I live within walking distance of the old Taco King (the subject of the first Taco Trail), reported closed by my friends at Taco Sense last February; however, during an early morning bike ride, I saw that strange things are afoot in the old space.
The windows are covered in butcher paper while the periphery of the property advertises pozole, breakfast tacos and all manner of meat-related goodies from La Norteña. There may or may not be food available for sale inside the freestanding structure in the Little Five Points region between the Lake Highlands neighborhood and the affluent NorthPark area. Actually, there isn’t.

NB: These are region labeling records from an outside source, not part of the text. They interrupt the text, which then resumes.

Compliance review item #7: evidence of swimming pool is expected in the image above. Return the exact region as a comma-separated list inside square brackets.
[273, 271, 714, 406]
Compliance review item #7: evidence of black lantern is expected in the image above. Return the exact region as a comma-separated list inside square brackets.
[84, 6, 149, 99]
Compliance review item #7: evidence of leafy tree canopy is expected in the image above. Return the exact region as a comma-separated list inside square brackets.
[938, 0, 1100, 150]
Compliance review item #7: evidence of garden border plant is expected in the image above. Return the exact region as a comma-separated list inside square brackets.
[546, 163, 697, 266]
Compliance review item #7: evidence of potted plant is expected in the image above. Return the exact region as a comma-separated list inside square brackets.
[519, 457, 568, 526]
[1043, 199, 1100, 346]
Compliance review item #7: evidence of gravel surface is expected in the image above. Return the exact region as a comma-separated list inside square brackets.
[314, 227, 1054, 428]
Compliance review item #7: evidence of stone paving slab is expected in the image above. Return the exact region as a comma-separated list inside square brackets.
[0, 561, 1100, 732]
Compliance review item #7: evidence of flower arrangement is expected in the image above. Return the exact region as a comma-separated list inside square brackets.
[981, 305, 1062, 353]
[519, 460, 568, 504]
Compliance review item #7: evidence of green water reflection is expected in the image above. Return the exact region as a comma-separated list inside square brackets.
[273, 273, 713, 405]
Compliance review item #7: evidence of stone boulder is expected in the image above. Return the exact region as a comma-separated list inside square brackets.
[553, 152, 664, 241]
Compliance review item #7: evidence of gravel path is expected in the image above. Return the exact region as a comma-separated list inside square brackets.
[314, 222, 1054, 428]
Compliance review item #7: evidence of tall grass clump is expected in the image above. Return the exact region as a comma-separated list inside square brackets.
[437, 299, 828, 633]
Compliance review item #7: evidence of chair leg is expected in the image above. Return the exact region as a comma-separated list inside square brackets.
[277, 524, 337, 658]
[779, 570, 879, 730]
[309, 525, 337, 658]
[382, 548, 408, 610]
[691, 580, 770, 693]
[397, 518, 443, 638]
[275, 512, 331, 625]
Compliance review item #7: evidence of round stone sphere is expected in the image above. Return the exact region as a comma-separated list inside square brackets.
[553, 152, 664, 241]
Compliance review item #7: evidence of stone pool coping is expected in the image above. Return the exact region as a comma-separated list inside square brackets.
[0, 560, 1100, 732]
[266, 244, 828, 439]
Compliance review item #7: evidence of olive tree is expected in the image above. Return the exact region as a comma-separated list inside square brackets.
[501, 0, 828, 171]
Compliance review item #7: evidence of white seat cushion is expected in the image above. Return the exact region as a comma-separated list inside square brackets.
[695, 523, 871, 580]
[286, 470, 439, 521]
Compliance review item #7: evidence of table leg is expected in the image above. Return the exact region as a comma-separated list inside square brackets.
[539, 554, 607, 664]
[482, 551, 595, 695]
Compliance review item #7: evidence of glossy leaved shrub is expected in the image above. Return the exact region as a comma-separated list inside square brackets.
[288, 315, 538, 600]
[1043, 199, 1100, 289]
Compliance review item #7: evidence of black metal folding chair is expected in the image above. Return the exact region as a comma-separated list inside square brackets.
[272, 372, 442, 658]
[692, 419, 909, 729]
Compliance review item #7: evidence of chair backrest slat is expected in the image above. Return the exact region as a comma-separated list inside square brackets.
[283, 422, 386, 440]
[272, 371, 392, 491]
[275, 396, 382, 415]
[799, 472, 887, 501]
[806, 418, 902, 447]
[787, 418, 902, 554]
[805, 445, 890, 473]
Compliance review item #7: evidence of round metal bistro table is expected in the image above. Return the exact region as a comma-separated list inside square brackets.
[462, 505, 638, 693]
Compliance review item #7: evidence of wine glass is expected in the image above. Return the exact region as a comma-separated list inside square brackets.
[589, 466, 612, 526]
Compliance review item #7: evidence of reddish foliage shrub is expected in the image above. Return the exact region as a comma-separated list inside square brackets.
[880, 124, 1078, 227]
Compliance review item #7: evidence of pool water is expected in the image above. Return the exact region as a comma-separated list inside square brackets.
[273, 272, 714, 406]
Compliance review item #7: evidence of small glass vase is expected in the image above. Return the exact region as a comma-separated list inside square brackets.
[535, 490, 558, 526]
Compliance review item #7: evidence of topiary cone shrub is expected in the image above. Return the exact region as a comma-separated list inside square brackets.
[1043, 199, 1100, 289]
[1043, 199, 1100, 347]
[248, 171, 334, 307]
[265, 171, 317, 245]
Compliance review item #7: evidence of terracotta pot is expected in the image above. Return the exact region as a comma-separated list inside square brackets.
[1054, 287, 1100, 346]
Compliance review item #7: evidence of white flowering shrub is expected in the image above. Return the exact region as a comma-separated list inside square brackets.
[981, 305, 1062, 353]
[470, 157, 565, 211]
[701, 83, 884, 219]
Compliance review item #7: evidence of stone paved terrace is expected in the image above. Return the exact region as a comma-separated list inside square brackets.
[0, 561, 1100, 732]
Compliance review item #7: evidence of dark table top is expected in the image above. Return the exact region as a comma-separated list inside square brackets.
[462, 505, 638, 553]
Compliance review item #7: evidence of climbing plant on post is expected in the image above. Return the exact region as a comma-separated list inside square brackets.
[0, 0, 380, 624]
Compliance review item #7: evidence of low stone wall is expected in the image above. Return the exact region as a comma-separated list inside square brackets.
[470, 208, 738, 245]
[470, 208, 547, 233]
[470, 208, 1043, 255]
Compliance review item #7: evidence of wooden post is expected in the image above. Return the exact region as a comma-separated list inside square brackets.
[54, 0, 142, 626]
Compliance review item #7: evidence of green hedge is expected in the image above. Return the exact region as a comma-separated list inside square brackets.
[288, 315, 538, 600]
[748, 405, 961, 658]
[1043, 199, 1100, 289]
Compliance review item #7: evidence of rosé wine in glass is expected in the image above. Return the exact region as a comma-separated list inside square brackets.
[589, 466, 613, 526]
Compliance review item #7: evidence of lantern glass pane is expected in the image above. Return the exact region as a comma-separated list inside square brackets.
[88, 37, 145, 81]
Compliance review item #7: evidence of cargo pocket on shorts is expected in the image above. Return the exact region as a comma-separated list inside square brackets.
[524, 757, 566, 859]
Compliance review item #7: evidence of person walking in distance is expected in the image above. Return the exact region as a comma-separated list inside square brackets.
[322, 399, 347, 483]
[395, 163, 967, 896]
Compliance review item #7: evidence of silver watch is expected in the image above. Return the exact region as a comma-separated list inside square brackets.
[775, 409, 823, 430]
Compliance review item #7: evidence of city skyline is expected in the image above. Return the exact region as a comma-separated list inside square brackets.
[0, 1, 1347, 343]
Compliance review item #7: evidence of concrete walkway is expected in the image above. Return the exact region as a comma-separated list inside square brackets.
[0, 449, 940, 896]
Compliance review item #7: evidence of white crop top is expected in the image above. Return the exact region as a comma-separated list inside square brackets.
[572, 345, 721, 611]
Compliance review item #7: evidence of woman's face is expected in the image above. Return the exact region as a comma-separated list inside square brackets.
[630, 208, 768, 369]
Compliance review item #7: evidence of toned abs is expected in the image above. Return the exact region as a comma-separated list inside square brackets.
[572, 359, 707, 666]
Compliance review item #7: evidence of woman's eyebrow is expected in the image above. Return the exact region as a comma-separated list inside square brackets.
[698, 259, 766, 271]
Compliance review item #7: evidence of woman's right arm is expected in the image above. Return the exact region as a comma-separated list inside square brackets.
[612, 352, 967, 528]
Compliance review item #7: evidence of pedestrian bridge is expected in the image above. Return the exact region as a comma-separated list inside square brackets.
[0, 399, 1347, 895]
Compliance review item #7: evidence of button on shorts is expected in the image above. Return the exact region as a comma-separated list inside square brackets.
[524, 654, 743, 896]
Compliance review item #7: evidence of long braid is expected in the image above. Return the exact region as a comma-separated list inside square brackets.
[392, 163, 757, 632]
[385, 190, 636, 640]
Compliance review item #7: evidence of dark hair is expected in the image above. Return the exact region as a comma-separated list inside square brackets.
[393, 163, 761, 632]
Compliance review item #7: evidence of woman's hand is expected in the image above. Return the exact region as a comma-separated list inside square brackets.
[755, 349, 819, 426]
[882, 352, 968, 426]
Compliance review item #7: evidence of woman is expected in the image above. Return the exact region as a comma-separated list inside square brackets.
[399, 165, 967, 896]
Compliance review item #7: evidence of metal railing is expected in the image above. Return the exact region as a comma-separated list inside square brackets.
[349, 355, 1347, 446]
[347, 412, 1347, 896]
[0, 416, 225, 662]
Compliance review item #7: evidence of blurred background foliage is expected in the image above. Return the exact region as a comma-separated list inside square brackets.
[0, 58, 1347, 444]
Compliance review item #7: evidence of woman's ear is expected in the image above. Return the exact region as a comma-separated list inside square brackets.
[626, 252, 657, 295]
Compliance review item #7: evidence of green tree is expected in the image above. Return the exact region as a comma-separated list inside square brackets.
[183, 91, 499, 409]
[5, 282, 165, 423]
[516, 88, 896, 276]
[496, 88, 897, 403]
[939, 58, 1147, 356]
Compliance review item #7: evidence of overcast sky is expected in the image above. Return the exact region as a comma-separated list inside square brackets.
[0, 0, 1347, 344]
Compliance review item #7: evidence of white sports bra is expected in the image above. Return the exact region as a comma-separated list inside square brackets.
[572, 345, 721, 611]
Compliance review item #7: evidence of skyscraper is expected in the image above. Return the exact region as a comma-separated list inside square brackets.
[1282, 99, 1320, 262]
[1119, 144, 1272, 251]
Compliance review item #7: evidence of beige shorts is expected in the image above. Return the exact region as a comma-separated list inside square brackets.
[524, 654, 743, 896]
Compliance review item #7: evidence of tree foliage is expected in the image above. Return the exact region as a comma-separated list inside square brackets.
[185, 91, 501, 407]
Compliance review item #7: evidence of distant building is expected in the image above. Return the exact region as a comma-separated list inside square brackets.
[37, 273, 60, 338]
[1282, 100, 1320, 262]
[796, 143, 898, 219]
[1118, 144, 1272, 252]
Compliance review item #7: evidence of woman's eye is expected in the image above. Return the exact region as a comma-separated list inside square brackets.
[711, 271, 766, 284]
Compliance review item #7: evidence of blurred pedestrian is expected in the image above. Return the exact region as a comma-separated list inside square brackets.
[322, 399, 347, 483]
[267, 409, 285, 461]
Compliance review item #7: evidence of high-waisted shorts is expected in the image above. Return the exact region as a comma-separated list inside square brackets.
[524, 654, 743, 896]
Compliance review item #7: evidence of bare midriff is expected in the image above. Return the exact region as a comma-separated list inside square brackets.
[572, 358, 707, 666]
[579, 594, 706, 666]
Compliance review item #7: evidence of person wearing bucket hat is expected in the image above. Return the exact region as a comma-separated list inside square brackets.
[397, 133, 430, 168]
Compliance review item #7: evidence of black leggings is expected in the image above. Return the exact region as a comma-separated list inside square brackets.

The windows are papered over because the space is being renovated, as the owner, Baldemar Martinez, explained when he politely shooed me away from the old Taco King and into the real shop, the original La Norteña, a butcher shop and bodega.
As I paid for my cabeza and carnitas tacos, Martinez and I discussed Taco King (“It wasn’t making money. I had to close it.) and his plans for the former restaurant (I’m trying to get a Chinese place in there, something like First Chinese BBQ in Richardson. It’s my favorite.”)
Whatever the future holds for the dilapidated space, taquería operations have been moved into La Norteña. From a corrugated aluminum-framed kitchen come 99-cent tacos with fillings made fresh daily and soft, sturdy tortillas. The cabeza, exquisite in its fattiness, lingered hours later, grassy, rich. Fantastic. The carnitas, which flirting with dehydration, threaded at the weakest pressure with kicks of salt here and there. The salsa roja only improved the already wonderful pork.
I considered ordering a second cabeza taco, but left it for another time. Then, I’ll order the tripitas, carne asada, guisado de res and puerco, pastor and pollo. I’m also excited to try the breakfast tacos (chorizo or potato). If any of the aforementioned are as good as the cabeza and carnitas, my best-of list will have to be re-evaluated. Let’s hope so.